Die Zeichen im Iran-Krieg stehen auf Entspannung – und die Ölpreise fallen immer schneller. Dadurch bietet sich bei einem Dauer-Favoriten der BÖRSE ONLINE-Redaktion eine womöglich einmalige Chance.

Die Ölpreise sind am Dienstag erneut deutlich gefallen. Nachdem sich die Notierungen im frühen Handel noch auf Vortagesniveau halten konnten, ging es im Tagesverlauf dann kräftig nach unten. Der Preis für ein Barrel (159 Liter) Rohöl der Referenzsorte Brent zur Lieferung im August fiel erstmals seit Anfang März unter die Marke von 80 US-Dollar. Zuletzt wurde das Nordsee-Öl bei 79,83 Dollar gehandelt und damit vier Prozent niedriger als am Montag.

Ähnlich erging es dem Preis für Rohöl aus den USA. Die Notierung für die Sorte WTI fiel zeitweise bis knapp unter 77 Dollar je Barrel. Auch das sind gut vier Prozent weniger als am Vortag.

Erste Schiffe durchqueren die Meerenge von Hormus

Seit der Einigung zwischen den USA und dem Iran auf ein Rahmenabkommen zur Beilegung des Krieges sind die Notierungen für Rohöl auf Talfahrt. Zwischenzeitlich haben bereits die ersten iranischen Schiffe nach Angaben staatlicher Medien das von der US-Seeblockade betroffene Gebiet ohne Zwischenfälle durchquert, berichtete unter anderem der iranische Sender Press TV unter Berufung auf gut informierte Kreise.

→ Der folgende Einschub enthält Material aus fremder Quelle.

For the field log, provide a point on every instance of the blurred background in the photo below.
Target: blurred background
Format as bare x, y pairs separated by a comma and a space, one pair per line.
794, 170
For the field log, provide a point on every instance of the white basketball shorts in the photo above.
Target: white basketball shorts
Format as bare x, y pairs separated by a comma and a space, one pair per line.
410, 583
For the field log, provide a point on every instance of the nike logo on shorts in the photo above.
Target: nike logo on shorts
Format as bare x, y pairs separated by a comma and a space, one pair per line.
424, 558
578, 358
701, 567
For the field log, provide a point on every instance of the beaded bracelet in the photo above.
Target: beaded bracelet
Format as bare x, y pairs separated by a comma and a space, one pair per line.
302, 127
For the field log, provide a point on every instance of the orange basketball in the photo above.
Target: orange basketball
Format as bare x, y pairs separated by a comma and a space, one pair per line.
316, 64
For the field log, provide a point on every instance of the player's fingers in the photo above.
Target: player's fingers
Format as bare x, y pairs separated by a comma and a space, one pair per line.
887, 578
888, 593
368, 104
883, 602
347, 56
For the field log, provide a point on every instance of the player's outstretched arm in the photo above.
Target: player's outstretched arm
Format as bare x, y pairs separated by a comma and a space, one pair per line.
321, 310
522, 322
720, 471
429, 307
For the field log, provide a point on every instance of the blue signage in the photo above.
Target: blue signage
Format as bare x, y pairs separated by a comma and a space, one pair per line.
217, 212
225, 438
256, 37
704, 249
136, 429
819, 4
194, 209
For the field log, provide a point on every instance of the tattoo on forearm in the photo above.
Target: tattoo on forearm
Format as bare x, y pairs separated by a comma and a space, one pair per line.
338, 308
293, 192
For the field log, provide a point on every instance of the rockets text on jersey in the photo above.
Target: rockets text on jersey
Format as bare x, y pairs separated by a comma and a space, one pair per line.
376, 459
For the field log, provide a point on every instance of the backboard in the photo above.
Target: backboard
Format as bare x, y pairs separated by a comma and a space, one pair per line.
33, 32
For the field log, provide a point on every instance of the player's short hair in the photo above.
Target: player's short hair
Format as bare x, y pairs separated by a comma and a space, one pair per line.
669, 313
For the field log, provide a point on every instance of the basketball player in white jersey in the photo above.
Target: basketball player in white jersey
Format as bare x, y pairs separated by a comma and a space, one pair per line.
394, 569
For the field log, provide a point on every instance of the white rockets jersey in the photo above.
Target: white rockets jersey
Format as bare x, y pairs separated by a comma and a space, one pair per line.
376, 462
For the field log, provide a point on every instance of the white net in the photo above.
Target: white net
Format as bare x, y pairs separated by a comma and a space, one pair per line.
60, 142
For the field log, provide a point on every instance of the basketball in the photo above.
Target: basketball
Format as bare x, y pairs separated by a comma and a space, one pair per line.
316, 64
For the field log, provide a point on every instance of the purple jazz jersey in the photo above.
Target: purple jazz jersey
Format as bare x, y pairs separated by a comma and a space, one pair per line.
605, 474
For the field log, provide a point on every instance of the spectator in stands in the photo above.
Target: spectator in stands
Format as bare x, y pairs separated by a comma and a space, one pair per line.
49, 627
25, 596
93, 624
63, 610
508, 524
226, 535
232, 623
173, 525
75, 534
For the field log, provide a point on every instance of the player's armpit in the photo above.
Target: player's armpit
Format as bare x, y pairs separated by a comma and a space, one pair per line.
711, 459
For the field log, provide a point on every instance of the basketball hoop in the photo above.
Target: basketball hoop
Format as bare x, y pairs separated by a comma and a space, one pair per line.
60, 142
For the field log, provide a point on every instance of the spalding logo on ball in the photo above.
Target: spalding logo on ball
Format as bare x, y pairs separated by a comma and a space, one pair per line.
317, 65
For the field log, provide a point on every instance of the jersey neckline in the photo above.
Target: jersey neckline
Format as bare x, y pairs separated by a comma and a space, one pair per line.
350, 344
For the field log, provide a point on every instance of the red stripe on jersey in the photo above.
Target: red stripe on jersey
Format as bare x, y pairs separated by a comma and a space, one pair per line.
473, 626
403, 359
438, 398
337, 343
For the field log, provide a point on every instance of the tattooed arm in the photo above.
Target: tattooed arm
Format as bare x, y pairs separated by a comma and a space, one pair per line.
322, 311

Trotzdem sieht Rohstoffexpertin Thu Lan Nguyen von der Commerzbank bei den Ölpreisen in den kommenden Handelstagen nur noch ein begrenztes weiteres Abwärtspotenzial. „Einerseits gehen wir davon aus, dass die weiteren Verhandlungen zwischen den USA und dem Iran über ein neues Atomabkommen überaus holprig verlaufen dürften“, sagte die Expertin. Andererseits dürfte es selbst im Fall einer nachhaltigen Öffnung der Straße von Hormus noch geraume Zeit dauern, bis sich der Schiffsverkehr und damit die Energieexporte aus der Golfregion wieder normalisiert haben.

Equinor (WKN: 675213)

Nachkaufchance für Anleger

Da mit den Ölpreisen auch die Kurse der Ölkonzerne fielen, bietet sich Anlegern jetzt eine womöglich einmalige Nachkaufchance: Wer ohnehin größere Positionen in der Rohstoffbranche aufbauen wollte, bekommt Aktien von Shell, TotalEnergies oder Equinor jetzt deutlich günstiger als noch Ende März. 

Vor allem der norwegische Ölkonzern Equinor gehört zu den Dauer-Favoriten der BÖRSE-ONLINE-Redaktion. Die Aktie ist Teil des „Aktien für die Ewigkeit“-Index, in den Sie direkt investieren können. Außerdem ist Equinor seit Heft 13/2026 eine laufende Empfehlung der Redaktion.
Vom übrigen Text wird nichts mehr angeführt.